# great outdoor suntan lotion?



## Green Eyes (May 1, 2006)

So i am off to sunbathe for 2 weeks in hawaii and i want a good suntan lotion that will protect my skin but also get me the best possible tan....any recommendations???


----------



## user3 (May 1, 2006)

Green eyes do you already have a base tan?

If not I suggest a lotion with a high SPF. The sun in HI is much different than here in CA and you can easily burn there. Even those of darker skin types can burn.

If you already have a base I suggest still using a lotion with an SPF. Hawaiian Tropic Golden tanning with SPF  8.
Also I would pick up some SPF 15 as well. I would apply that once an hour or 1/2 an hour if you are in the water. I know you might think that the SPF won't get you tan with with the HI sun you don't want to burn. You will still get tan, I promise!
Also get a get one that is made for the face and use that on your face and shoulders.

Also check your pm's


----------



## Shimmer (May 1, 2006)

definitely use at least an 8. My bro lives in Ewa Beach, and that's the minimum he or his wife will use.


----------



## Jennifer Mcfly (May 1, 2006)

I agree, at least 8 if you are darker skinned or already have a base tan. Since you are going to be out in the sun alot for the next two weeks, you can wear a high SPF (even 15) and still get a nice tan and not worry about burning. I would suggest putting on SPF 15 before you leave the house/hotel then maybe take SPF4-8 with you to the beach and reapply that as needed. You really don't want to burn, in this case, safe really is better then sorry.

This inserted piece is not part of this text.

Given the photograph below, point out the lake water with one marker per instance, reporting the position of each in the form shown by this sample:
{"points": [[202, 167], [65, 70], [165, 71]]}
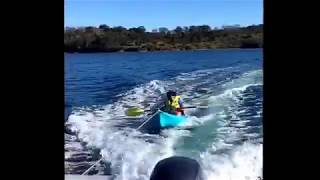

If you are fair skinned or w/o a base tan I would def. use SPF 15 or higher the first few days. You want to enjoy your whole vacation in the sun, not get burnt and have to deal w/ a sunburn...





Have an awesome time!!!


----------



## Green Eyes (May 1, 2006)

thank you...i have a small base tan - went into the "no u-v beds" to get a decent base....i think that i will give that hawaiian tropic a try - in at least an 8, and probably 30 for my face....i will keep a 15 to apply at the beginning of the day - thanks for all you help!!!  off to the store


----------



## xbeatofangelx (Feb 3, 2007)

I have the same questions

Are there any specific brands I could look into or that anyone recommends? *Mexico cruise in 30 days!*


----------



## MACtastic (Feb 6, 2007)

Rumor has it that Shiseido makes the best sunscreen. I tried it at a training, and it feels nice on the skin...ooh, and it doesn't have that nasty sunscreen smell.
I personally like Peter Thomas Roth for sunscreen. I use his SPF 15 for every day, but I believe he also has a 30.


----------